D’abord dans leur discours sur l’homosexualité. Aussi variées soient les pratiques décrites par le Dr Comfort, il hiérarchise les sexualités en plaçant au-dessus de tout “le bon vieux face à face matrimonial”. Et malgré son désir d’exhaustivité, le fait homosexuel n’apparaît pas dans son livre, on y trouve seulement une demi-page sur la bisexualité, à propos de sa possible apparition dans des scènes de sexe de groupe.
Quant à Reuben, il écrit dans Tout ce que vous avez toujours voulu savoir sur le sexe sans jamais oser le demander “De même qu’un pénis et un pénis égalent zéro, un vagin et un autre vagin égalent zéro.” Avec l’homophobie il est un autre point qui révèle les inégalités continuées par les théoriciens de la révolution sexuelle. C’est la non-réciprocité de certaines pratiques hétérosexuelles.

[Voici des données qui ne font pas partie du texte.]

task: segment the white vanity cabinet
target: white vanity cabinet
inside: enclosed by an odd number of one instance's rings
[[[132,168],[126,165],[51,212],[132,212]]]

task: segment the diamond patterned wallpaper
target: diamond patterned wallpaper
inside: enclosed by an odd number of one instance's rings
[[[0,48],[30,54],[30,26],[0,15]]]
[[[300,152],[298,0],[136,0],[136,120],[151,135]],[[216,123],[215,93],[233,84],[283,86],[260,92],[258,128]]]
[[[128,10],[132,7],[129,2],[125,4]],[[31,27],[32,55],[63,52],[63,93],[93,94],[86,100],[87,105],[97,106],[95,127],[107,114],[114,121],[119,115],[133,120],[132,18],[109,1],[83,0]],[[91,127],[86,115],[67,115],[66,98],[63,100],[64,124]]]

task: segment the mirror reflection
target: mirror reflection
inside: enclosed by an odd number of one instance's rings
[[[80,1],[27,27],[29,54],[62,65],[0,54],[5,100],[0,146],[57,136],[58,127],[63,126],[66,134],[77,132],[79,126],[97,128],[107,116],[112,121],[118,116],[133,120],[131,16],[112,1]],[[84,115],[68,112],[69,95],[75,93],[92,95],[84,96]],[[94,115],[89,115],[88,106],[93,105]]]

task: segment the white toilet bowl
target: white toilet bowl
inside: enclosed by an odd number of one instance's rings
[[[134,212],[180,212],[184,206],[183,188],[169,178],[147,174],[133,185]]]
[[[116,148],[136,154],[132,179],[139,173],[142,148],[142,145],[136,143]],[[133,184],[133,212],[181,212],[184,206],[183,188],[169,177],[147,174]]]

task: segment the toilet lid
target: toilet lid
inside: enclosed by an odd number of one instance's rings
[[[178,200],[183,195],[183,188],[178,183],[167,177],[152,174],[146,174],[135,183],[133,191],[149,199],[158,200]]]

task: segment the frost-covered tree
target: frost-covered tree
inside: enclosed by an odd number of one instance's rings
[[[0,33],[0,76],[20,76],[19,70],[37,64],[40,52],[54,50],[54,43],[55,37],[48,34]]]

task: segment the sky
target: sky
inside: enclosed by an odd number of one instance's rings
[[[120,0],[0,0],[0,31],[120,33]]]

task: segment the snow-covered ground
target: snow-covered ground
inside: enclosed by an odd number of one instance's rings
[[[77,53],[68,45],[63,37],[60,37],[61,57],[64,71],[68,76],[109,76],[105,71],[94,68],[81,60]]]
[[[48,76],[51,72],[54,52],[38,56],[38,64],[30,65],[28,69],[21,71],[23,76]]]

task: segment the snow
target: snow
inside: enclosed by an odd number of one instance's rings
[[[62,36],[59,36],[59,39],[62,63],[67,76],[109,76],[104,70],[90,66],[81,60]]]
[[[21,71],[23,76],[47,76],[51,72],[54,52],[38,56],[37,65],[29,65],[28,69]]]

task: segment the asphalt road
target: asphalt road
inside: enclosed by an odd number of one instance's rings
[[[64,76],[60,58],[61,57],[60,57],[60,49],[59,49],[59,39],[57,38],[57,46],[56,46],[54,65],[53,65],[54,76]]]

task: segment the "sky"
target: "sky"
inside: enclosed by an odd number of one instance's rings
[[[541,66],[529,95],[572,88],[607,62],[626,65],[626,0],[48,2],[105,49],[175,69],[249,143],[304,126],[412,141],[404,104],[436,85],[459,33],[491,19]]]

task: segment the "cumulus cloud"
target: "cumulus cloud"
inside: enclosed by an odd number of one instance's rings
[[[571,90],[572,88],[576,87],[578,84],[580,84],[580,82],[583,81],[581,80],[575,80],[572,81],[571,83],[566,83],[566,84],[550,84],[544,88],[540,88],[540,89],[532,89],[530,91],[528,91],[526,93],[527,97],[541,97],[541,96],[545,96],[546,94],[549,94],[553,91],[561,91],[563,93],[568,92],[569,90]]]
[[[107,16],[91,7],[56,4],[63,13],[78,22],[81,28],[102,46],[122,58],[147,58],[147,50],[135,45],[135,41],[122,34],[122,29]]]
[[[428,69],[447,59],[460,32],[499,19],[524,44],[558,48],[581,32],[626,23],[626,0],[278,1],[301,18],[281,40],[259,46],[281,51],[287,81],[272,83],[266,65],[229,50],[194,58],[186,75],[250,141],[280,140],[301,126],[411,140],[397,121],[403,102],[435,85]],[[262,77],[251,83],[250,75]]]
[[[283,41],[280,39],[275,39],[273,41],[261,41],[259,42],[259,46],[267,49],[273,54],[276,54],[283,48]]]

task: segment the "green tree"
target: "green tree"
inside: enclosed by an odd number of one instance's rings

Nul ne s’étonne de voir dans les témoignages de pratiques SM publiés dans les journaux de l’époque que dans la position soumise et victime on ne trouve que des femmes. Au contraire, leur sexe leur ferait désirer à toutes cette même position. De même l’échangisme s’est appelé au début “échange d’épouses” (wife swapping). Et pour citer un dernier exemple d’une inégalité toujours aussi présente avant et après 1968, l’usage des jouets sexuels n’a pas empêché la sodomie de n’être toujours pratiquée que dans la même direction. Le mari encule sa femme, il la baise, il la nique, encore et toujours, dans tous les sens du terme (voir “Contre le coït” dans “Fuck le genre !”).
Inégalités hommes-femmes toujours d’actualité
La nouvelle norme sexuelle se construit par les hommes pour les hommes, autour de leurs désirs, sans tenir compte aucunement des désirs féminins qui, quand ils sont connus, ne sont pas reconnus. Le sexologue japonais Sha Kokken en 1960 reconnaît que les femmes éprouvent plus de plaisir quand leur vagin est stimulé par une pénétration avec des doigts que dans un coït. Il n’en interdit pas moins cette pratique au motif que “le vagin est normalement réservé au pénis”. Au fond, ce qui compte le plus, c’est le plaisir masculin. Dans un beau lapsus, un thuriféraire de Wilhelm Reich nous engage à croire dans le féminisme du grand homme, soucieux du désir de la femme et des exigences de son plaisir sexuel… à lui (article possessif masculin “his “).
C’est que biologiquement, les femmes peuvent toujours d’adapter. Alors que le désir masculin est un fleuve trop puissant pour connaître des limites… C’est la nature, c’est la vie, mesdames il faudra vous adapter à cette violence.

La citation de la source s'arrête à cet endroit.